Feature Exploration is the first part of Feature Recommender. It is to help users explore existing features on their cold-start problems

### list_all_industry( )
Argument: None

This function lists down all the Industries that are supported in Feature Recommender package.

In [3]:
list_all_industry()

Unnamed: 0,Industry
0,gaming
1,retail
2,banking financial service and insurance
3,telecommunication
4,healthcare
5,transportation
6,supply chain


### list_all_usecase( )
Argument: None

This function lists down all the Use cases that are supported in Feature Recommender Package

In [4]:
list_all_usecase()

Unnamed: 0,Usecase
0,customer churn prediction
1,delinquency prediction
2,gender prediction using voice
3,mobile data speed prediction
4,customer segmentation
5,fraud detection
6,network traffic analysis and prediction
7,personality prediction
8,sim swap detection
9,malware detection


### list_all_pair( )
Argument: None

This function lists down all the Industry/Use case pairs that are supported in Feature Recommender Package

In [5]:
list_all_pair()

Unnamed: 0,Industry,Usecase
0,gaming,customer churn prediction
1,retail,customer churn prediction
2,banking financial service and insurance,customer churn prediction
3,telecommunication,customer churn prediction
4,telecommunication,delinquency prediction
5,telecommunication,gender prediction using voice
6,telecommunication,mobile data speed prediction
7,retail,customer segmentation
8,banking financial service and insurance,customer segmentation
9,telecommunication,customer segmentation


### list_usecase_by_industry(industry, semantic=True)
Argument: 
- industry(string): Input industry from user
- semantic(boolean): Whether the input needs to go through semantic matching or not. Default is `True`

This function lists down all the Use cases that are supported in Feature Recommender Package based on the Input Industry

From the output of list_allIndustry( ), we can see the list of available supported industries. Let's first try with `telco`

In [32]:
list_usecase_by_industry('telco')

Input Industry not available. Showing the most semantically relevant Usecase result:  telecommunication


Unnamed: 0,Usecase
0,customer churn prediction
1,delinquency prediction
2,gender prediction using voice
3,mobile data speed prediction
4,customer segmentation
5,fraud detection
6,network traffic analysis and prediction
7,personality prediction
8,sim swap detection
9,malware detection


Next, we will try with `logistics`, another common industry, but not available in Feature Recommender, with the semantic argument as `True` by default

In [7]:
list_usecase_by_industry('logistics')

Input Industry not available. Showing the most semantically relevant Usecase result:  supply chain


Unnamed: 0,Usecase
0,user mobility


We can see `logistics` is clearly not literal matched with any of our available Industries here. But with semantic matching, `logistics` is matched with `supply chain`, which is definitely a very close pair.

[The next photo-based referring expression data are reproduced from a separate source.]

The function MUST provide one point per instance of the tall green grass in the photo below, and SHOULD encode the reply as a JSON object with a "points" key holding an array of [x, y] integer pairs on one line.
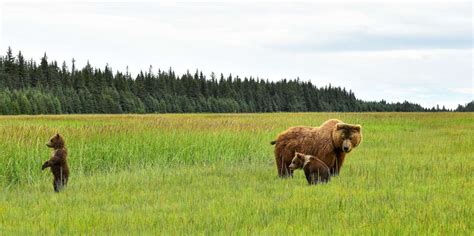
{"points": [[207, 174]]}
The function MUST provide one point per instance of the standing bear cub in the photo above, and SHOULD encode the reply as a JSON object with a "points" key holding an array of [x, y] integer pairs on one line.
{"points": [[330, 142], [315, 170], [58, 162]]}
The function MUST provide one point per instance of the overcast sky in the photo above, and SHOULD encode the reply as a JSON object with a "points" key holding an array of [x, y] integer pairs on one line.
{"points": [[416, 50]]}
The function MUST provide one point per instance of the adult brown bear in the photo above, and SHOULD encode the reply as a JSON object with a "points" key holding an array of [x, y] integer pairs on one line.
{"points": [[330, 142]]}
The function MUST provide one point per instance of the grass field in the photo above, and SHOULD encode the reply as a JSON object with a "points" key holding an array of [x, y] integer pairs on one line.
{"points": [[215, 174]]}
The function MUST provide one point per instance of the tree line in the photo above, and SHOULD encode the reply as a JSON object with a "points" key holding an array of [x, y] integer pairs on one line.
{"points": [[28, 87]]}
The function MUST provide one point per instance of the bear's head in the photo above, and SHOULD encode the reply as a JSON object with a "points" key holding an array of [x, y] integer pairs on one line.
{"points": [[346, 136], [56, 142], [298, 161]]}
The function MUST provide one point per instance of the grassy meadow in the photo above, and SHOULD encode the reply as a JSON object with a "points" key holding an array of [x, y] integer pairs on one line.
{"points": [[215, 174]]}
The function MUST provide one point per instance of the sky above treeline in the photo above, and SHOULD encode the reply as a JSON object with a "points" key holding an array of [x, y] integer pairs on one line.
{"points": [[417, 50]]}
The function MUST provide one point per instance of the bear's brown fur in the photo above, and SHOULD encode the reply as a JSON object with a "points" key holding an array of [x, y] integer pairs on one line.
{"points": [[315, 170], [330, 142], [58, 162]]}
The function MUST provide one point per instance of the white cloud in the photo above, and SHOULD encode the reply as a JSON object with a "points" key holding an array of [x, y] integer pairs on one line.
{"points": [[419, 51]]}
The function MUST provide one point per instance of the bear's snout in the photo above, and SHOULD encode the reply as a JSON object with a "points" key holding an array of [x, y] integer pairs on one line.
{"points": [[346, 146]]}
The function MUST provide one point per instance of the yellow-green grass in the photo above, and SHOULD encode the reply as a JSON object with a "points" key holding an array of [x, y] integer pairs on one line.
{"points": [[214, 173]]}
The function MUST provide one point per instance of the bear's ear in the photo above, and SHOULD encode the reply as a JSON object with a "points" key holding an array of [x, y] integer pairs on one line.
{"points": [[299, 155], [357, 128], [340, 126]]}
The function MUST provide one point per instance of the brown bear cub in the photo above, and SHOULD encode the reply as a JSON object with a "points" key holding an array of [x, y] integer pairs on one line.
{"points": [[330, 142], [58, 162], [315, 170]]}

### list_industry_by_usecase(usecase, semantic=True)
Argument: 
- usecase(string): Input usecase from user
- semantic(boolean): Whether the input needs to go through semantic matching or not. Default is `True`

This function lists down all the Use cases that are supported in Feature Recommender Package based on the Input Industry

From the output of list_allUsecase( ), we can see the list of available supported usecases. Let's first try with `fraud detection`

In [8]:
list_industry_by_usecase('fraud detection')

Unnamed: 0,Industry
0,healthcare
1,banking financial service and insurance
2,telecommunication


Next, we will try with `demographic inference`, an use case that are not available in Feature Recommender. This time, first let's set semantic to `False`

In [9]:
list_industry_by_usecase('demographic inference', semantic=False)

Unnamed: 0,Industry


Without semantic matching, `demographic inference` is not literal matched to any supported use cases, therefore returns no result. Now we set semantic back to `True`

In [10]:
list_industry_by_usecase('demographic inference', semantic=True)

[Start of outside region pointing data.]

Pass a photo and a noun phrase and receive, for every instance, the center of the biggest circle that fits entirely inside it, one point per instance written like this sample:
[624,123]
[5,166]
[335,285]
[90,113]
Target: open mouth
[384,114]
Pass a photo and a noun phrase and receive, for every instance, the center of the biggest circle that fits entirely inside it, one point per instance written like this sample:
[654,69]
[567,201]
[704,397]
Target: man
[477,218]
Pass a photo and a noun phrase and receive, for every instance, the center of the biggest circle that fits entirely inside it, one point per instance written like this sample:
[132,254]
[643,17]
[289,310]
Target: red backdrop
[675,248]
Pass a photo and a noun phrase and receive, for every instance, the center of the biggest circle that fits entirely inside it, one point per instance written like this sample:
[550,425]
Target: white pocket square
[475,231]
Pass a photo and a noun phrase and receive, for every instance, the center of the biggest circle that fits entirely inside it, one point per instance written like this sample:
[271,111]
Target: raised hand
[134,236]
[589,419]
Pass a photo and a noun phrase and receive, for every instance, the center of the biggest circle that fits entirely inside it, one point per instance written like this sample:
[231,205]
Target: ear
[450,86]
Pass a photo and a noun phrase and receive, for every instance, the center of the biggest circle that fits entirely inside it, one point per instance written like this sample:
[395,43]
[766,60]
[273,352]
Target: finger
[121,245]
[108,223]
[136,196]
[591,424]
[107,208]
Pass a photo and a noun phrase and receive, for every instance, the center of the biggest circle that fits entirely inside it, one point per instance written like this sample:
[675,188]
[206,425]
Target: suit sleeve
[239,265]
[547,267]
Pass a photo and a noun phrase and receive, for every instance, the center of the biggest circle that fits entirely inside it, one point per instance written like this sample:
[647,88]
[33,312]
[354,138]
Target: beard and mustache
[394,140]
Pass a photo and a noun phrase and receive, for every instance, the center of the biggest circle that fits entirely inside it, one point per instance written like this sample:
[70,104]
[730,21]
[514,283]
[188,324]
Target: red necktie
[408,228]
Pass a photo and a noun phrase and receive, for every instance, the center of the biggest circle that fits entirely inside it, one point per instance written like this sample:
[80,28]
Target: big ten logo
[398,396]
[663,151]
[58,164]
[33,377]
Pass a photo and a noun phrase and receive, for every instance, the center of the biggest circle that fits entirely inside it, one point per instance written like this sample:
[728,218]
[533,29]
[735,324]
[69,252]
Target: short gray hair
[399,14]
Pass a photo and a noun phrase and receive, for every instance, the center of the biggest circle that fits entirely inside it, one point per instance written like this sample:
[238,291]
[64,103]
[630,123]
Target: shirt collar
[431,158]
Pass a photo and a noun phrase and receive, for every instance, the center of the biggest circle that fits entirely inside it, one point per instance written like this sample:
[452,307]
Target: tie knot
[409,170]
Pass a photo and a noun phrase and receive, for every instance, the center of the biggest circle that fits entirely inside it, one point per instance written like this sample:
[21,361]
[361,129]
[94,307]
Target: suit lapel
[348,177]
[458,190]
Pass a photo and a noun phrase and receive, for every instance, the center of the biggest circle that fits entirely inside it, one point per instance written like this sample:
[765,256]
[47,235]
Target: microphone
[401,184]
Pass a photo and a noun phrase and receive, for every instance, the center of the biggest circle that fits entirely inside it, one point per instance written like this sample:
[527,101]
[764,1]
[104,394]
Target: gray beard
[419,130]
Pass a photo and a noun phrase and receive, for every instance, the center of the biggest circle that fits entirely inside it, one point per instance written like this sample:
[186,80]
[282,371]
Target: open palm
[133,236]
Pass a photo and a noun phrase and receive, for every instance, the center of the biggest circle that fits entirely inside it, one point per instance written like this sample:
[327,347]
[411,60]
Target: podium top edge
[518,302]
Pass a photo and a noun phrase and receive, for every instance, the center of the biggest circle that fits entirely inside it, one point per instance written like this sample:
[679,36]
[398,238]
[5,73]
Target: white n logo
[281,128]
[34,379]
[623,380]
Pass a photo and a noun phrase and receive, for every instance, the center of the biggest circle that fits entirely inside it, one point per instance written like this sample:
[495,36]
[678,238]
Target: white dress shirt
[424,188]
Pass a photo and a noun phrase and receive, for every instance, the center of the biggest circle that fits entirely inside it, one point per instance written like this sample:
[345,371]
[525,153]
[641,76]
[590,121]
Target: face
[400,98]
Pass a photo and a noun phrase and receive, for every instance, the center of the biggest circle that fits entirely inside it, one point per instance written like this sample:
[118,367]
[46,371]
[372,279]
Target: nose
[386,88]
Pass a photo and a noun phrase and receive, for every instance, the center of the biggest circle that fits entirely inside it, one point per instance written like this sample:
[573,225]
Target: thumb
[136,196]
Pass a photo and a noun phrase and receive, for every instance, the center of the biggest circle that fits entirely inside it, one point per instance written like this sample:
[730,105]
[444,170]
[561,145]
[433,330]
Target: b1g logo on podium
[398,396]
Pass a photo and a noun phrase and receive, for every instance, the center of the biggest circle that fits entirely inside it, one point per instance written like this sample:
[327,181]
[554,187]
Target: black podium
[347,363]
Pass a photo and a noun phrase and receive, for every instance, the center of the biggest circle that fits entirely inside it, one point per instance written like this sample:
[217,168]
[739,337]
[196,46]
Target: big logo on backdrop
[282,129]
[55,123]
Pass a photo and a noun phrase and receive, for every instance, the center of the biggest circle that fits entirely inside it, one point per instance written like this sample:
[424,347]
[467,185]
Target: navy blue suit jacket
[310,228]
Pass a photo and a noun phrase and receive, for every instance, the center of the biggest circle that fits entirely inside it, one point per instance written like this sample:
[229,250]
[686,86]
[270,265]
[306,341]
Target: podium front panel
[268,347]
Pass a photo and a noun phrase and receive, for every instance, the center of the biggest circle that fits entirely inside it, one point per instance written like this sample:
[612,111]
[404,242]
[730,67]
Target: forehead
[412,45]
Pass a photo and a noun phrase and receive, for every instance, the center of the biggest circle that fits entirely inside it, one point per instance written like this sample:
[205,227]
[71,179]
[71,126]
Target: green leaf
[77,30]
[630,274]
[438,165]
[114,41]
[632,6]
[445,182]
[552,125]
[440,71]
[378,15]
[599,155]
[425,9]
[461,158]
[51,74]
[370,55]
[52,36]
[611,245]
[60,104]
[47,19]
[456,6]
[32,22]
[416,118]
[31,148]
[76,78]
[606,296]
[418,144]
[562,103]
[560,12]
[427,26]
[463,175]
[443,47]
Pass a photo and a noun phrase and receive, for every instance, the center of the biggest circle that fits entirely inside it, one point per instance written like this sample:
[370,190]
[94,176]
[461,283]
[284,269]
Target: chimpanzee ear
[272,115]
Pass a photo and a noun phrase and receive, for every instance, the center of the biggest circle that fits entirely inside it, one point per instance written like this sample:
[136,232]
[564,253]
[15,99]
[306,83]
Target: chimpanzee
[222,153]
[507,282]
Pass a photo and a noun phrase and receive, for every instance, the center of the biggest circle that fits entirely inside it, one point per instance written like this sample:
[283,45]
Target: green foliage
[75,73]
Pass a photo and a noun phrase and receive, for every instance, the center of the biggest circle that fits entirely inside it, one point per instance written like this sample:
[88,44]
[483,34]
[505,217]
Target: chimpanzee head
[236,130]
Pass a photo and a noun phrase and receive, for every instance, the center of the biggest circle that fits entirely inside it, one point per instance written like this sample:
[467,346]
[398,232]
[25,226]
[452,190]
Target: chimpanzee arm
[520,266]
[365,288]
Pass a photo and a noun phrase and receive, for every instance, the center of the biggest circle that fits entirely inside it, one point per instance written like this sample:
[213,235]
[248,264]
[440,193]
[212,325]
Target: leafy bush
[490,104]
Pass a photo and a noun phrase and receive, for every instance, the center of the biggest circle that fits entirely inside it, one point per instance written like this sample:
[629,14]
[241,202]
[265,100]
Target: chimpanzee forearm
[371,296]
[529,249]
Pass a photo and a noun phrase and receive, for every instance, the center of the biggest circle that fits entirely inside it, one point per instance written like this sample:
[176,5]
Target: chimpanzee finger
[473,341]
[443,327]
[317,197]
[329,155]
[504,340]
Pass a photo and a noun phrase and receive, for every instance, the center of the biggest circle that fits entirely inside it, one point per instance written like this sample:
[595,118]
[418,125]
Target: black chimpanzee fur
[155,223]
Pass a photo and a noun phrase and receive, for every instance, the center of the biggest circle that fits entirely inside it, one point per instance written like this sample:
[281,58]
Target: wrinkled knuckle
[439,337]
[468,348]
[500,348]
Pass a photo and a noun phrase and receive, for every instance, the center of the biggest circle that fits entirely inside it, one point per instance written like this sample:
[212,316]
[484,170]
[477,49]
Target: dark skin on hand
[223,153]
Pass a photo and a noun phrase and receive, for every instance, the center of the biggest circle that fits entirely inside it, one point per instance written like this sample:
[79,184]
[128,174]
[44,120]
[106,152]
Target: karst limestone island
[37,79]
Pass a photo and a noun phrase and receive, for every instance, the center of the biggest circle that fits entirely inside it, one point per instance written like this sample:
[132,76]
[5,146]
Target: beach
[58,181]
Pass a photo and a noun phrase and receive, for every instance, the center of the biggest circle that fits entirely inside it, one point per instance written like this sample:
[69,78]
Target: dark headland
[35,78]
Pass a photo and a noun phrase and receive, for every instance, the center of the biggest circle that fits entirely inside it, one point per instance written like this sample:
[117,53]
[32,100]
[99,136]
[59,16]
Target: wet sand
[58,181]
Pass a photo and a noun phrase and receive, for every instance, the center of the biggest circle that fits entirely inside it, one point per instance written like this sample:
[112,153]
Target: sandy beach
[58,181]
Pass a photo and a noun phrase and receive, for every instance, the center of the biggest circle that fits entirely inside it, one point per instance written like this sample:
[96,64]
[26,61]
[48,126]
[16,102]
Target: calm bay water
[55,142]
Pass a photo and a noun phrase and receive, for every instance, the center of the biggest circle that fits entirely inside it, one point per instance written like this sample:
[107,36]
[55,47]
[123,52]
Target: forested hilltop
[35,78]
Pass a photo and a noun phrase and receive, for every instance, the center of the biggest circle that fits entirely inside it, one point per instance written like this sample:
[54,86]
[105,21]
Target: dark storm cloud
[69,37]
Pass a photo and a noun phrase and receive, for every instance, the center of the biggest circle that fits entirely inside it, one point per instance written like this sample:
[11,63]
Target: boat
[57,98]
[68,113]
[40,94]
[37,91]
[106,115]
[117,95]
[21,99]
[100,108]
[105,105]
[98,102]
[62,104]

Input Usecase not available. Showing the most semantically relevant Usecase result:  age and gender prediction


Unnamed: 0,Industry
0,transportation
1,retail
2,banking financial service and insurance
3,telecommunication


With semantic matching, `demographic inference` is matched to `age and gender prediction`, a very close pair as well.

### list_feature_by_industry(industry, num_of_feat=100, semantic=True)
Argument: 
- industry(string): Input industry from user
- num_of_feat(int): Number of features displayed. Default is `100`
- semantic(boolean): Whether the input needs to go through semantic matching or not. Default is `True`

This function lists down all the Features that are available in Feature Recommender Package based on the Input Industry

The output is returned in the form of a DataFrame. Columns are:

- Feature Name: Name of the suggested Feature
- Feature Description: Description of the suggested Feature
- Industry: Industry name of the suggested Feature
- Usecase: Usecase name of the suggested Feature
- Source: Source of the suggested Feature

The list of features is sorted by the Usecases' Relevance to the Input Industry.

Let's try the function with `banking financial service and insurance` industry, with `num_of_feat` set to `10`, and see its output

In [11]:
list_feature_by_industry('banking financial service and insurance', num_of_feat=10)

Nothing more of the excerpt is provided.